Jeremy Corbyn was a Labour leader who struggled to sell a compelling message to the UK public and his ambiguity on Brexit endeared him to no-one.  Having multi-candidate electoral contests under a ‘first past the post’ electoral system also meant that a divided ‘remain’ vote could not sufficiently surpass a unified pro-Brexit vote sufficiently to present a meaningful challenge.

But more profoundly what has afflicted afflicted the UK Labour party, as it has afflicted other social democratic parties, is a much deeper, perhaps fatal, malaise. It is that modernization, or ‘post-modernisation’, is producing a backlash against the people who used to once represent blue collar workers.
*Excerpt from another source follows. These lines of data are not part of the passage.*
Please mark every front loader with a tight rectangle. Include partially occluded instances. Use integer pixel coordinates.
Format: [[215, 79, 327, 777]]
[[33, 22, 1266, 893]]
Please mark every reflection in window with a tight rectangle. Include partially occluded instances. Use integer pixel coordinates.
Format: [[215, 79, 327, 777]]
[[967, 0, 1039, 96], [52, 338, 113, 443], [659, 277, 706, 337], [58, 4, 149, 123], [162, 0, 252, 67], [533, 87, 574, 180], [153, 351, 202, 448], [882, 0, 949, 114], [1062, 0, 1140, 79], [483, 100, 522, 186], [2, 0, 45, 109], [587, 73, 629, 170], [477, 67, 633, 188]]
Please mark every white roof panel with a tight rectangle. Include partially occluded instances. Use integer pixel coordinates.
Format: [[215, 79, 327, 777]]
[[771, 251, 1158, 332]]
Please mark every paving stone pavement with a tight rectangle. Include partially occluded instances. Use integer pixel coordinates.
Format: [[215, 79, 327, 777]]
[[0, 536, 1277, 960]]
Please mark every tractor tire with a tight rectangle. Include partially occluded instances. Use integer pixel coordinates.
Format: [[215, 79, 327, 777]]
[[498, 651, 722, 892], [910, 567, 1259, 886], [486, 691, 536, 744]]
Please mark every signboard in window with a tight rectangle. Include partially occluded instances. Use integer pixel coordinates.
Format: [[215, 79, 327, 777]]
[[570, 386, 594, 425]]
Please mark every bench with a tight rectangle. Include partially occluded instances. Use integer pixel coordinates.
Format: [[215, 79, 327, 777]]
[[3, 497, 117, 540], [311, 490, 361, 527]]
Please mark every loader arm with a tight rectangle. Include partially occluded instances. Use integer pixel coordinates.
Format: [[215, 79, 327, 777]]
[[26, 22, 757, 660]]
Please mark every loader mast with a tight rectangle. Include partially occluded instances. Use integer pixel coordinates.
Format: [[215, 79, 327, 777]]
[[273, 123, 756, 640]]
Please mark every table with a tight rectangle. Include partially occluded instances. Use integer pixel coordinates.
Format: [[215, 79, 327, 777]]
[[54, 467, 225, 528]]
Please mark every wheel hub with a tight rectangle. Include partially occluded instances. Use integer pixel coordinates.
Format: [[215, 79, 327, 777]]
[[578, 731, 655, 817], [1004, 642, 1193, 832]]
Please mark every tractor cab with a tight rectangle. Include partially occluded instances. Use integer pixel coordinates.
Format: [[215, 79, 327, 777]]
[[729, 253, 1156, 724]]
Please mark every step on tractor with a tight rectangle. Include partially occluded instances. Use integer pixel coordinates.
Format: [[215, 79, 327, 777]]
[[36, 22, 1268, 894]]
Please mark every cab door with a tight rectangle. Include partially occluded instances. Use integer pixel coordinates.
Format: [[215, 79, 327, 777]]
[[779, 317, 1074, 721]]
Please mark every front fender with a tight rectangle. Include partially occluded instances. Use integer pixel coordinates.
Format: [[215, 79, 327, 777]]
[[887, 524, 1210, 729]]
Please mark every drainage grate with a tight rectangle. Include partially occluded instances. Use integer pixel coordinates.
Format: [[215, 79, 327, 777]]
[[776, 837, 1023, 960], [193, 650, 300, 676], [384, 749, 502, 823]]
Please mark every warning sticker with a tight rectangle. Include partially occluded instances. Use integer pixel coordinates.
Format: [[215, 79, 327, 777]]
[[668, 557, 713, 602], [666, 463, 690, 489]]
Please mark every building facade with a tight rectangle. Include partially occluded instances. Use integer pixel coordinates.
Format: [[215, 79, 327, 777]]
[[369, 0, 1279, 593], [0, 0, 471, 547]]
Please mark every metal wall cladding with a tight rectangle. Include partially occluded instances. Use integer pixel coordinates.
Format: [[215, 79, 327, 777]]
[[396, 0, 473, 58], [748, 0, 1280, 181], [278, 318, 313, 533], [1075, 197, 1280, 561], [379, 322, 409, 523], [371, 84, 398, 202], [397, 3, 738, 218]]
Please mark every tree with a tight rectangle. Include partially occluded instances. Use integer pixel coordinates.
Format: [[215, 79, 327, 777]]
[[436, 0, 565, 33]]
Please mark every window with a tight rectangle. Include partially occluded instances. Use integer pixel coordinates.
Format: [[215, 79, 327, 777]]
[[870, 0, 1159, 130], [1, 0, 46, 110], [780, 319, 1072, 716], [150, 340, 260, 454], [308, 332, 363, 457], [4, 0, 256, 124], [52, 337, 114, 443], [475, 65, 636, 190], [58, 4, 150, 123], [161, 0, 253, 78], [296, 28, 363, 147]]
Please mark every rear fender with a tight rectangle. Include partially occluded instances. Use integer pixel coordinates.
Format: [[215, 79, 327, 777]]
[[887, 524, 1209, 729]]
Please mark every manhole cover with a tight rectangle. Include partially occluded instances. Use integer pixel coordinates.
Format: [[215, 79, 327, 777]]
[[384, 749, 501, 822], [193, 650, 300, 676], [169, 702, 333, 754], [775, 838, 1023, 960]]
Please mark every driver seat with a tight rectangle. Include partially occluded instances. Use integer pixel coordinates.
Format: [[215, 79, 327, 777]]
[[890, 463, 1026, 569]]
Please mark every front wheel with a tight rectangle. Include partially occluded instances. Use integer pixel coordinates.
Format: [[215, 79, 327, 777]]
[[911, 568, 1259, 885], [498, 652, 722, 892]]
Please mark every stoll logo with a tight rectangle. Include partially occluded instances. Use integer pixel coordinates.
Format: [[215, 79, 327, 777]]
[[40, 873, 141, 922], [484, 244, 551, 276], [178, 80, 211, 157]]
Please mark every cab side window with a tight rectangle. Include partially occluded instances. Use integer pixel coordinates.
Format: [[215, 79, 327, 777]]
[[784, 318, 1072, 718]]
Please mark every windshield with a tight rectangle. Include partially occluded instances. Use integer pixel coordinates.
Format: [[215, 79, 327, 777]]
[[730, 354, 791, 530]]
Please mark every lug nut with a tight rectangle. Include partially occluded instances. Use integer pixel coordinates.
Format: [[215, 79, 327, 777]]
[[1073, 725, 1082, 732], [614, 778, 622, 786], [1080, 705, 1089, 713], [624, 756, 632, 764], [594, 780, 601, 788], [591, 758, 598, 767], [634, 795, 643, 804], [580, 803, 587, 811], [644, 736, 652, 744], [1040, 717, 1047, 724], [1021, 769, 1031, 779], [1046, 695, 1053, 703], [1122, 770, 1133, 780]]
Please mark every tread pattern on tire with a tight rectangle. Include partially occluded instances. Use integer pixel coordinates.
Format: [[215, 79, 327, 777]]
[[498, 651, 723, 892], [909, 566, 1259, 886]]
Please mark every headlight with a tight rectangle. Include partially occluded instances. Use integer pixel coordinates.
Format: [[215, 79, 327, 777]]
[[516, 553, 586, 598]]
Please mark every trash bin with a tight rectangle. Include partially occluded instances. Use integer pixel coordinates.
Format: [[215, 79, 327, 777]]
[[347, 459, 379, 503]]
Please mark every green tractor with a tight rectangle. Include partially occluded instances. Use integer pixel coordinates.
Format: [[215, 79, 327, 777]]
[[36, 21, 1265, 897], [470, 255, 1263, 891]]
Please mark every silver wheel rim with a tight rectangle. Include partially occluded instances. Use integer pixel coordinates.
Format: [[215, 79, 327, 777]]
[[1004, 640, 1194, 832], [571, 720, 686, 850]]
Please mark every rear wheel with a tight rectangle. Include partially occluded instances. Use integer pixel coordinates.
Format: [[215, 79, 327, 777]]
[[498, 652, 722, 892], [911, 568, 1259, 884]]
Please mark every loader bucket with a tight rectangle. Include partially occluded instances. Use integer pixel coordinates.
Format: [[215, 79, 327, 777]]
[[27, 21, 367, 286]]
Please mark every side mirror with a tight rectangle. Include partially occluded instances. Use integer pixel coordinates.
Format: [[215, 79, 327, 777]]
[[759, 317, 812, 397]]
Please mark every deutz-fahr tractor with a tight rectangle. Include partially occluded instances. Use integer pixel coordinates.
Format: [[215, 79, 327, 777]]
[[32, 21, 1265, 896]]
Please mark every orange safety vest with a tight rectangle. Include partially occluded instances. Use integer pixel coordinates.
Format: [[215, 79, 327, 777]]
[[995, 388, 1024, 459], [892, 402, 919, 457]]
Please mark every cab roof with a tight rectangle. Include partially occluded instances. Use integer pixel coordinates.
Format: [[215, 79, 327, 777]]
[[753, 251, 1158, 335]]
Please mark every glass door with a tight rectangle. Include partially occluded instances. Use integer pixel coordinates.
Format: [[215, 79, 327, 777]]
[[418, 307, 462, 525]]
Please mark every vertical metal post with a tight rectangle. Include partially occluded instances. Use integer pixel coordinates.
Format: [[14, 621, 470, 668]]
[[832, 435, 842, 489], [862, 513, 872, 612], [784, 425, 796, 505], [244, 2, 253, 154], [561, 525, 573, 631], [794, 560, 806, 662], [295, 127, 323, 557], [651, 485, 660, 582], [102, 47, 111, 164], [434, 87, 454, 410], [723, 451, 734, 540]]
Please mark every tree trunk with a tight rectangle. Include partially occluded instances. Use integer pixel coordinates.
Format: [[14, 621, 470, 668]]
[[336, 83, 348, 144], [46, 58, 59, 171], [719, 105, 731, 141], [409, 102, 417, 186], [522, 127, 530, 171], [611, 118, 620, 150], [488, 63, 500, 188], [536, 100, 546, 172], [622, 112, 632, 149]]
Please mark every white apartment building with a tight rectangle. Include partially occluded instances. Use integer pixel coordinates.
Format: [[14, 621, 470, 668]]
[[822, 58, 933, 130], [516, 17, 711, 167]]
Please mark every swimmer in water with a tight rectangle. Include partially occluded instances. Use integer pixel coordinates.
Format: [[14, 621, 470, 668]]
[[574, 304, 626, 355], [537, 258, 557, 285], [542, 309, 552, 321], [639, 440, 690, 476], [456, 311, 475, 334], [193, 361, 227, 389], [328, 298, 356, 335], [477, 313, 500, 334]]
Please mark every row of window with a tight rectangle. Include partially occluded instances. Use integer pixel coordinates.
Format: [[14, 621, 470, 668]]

Since the late 1980s, relatively less educated, low to moderately skilled workers have seen their job security increasingly disappear. They have been caught between neo-liberal tightening of working conditions along with changing types of employment and falling unionisation, and growing global competition and technical change.

There may be jobs, but they are more often part-time, offer relatively poorer or stagnant pay and are less secure than for many decades. The ‘gig economy’ is, for many, less clever than it is desperate.

Such workers have tended to respond by seeing themselves as the hard done-by ‘people’, less well off than the ‘elites’, associated with inner urban educated professionals. That inner urban educated professionals also provide much of the leadership of social democratic parties has led to a disjuncture between many workers and their erstwhile political leaders.

Add to this ‘elite’ championing of strictly non-economic issues such as gender equality, gay rights, climate change and so on, positioning them as out of touch with the economic realities of many workers while also being responsible for what is often viewed as undermining former certainties, often understood as social breakdown.   

If inner urban elites are viewed as the standard bearers of economic decline and social breakdown, migrants, refugees and multi-laterals such as the European Union are seen as its foot soldiers. The field is thus set for clever conservative politicians to appeal directly to precarious workers.

Conservative positioning as unconventional in contrast to conventional inner urban political classes, offering certainty in uncertain times and, in large part, identifying an external enemy – migrants, refugees, the EU – as the cause of uncertainty, wins votes. Social democratic parties have responded by trying to be rational. Many workers see ‘rational’ answers as enhancing job insecurity, to the extent that they are listening at all.

So, social democratic parties such as the UK’s Labour have therefore been snookered by their own apparent disconnect from their former base and by reinforcing precisely the answers the base no longer wants to hear.

Until social democratic parties learn to overcome this disconnect, they will continue to struggle and, perhaps, become an electoral irrelevance. In order to avoid this fate, however, they might have to adopt some of the conservative populist tactics and, in so doing, make themselves and responsible democracy the poorer.